Herşeyden önce Trump’ı dünyanın başına gelmiş en ciddi felaket olarak yorumluyorlar. Putin’i ABD Başkanı’na göre daha tutarlı bir lider olarak görüyorlar. “Söylediğini yapıyor, yalan söylemiyor” diyorlar genelde. İngiltere Başbakanı May vatandaşın gözünde iyi bir profil çizmiyor. Merkel genelde May’e göre daha başarılı bulunuyor. Macron’u tam olarak çözememişler. İspanya ve İtalya’yı aklına takan yok.
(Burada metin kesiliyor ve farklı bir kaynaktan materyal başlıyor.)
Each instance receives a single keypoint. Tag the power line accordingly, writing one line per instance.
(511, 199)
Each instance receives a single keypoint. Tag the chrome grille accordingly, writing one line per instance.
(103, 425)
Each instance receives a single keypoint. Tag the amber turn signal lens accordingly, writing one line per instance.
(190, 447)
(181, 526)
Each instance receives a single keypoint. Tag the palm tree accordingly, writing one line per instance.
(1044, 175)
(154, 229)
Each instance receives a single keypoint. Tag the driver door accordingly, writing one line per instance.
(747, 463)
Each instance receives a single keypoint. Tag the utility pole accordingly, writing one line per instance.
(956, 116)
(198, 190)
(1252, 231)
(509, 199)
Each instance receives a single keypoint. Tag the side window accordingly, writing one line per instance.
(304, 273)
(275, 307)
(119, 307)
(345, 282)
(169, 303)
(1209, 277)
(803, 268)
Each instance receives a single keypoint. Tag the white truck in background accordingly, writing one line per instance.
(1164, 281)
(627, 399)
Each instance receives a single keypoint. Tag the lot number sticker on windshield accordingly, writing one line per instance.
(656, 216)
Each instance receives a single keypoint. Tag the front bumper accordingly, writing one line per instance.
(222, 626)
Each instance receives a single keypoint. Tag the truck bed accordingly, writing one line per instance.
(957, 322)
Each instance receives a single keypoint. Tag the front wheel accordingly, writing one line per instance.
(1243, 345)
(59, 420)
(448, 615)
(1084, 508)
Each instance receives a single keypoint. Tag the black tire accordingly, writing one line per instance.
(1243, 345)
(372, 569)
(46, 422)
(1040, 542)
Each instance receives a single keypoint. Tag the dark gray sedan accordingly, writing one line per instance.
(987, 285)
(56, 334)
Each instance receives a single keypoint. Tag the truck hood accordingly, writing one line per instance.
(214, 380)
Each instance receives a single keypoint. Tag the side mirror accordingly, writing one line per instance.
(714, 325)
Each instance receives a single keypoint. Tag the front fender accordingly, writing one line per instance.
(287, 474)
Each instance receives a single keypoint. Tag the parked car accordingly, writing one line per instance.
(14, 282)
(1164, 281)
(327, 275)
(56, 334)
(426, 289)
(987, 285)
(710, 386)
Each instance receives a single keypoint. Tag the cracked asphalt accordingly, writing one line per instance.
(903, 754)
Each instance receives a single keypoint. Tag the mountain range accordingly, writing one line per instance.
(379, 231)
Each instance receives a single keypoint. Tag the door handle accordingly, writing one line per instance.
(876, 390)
Çin ve Çin’in Lideri için “çok sabırlılar, sonunda ne yapacakları belli olmaz” şeklinde yorum yapıyorlar.
İngiltere’de Cumhurbaşkanı Erdoğan, Birleşmiş Milletlerde “Trump’a haddini bildiren Lider” olarak tanınıyor. Buna rağmen Türkiye’nin hangi yöne baktığı konusunda ciddi soru işaretleri var.
Aslına bakılırsa Avrupa’nın birçok yerinde benzer bir yorum yapılıyor. Demek ki, bundan sonra Türkiye’nin “sert” politikasını Avrupa’ya doğru yapmaması gerekir. İç politika malzemesi olacak sert söylemlerin adresi Avrupa olmamalı. İhracatımızın yarısı Avrupa’ya yapılırken daha akılcı davranmak gerekiyor.
Türkiye’nin Avrupa’ya daha fazla ihracat yapma imkanı varken, bu imkanın suni gerginliklerle kaçırılması yazık olur. Güney Kore gibi ülkeler Avrupa’ya Türkiye kadar ihracat yapmıyor ama, artış oranı Türkiye’nin üzerinde seyrediyor. Bildiğim kadarıyla Güney Kore’nin Avrupayla arasında bir gerginlik yok.
Özetle, fonlanmanın zorlaşacağı zamanlarda küresel büyümeye ayak uydurmak için diplomasiyi doğru kullanmak gerekiyor. İnşaat ile büyüyen Türkiye’den ihracatla büyüyen Türkiye’ye geçmek belki de diplomasideki uslubun kabul edilebilir bir tona dönüşmesini sağlayabilir.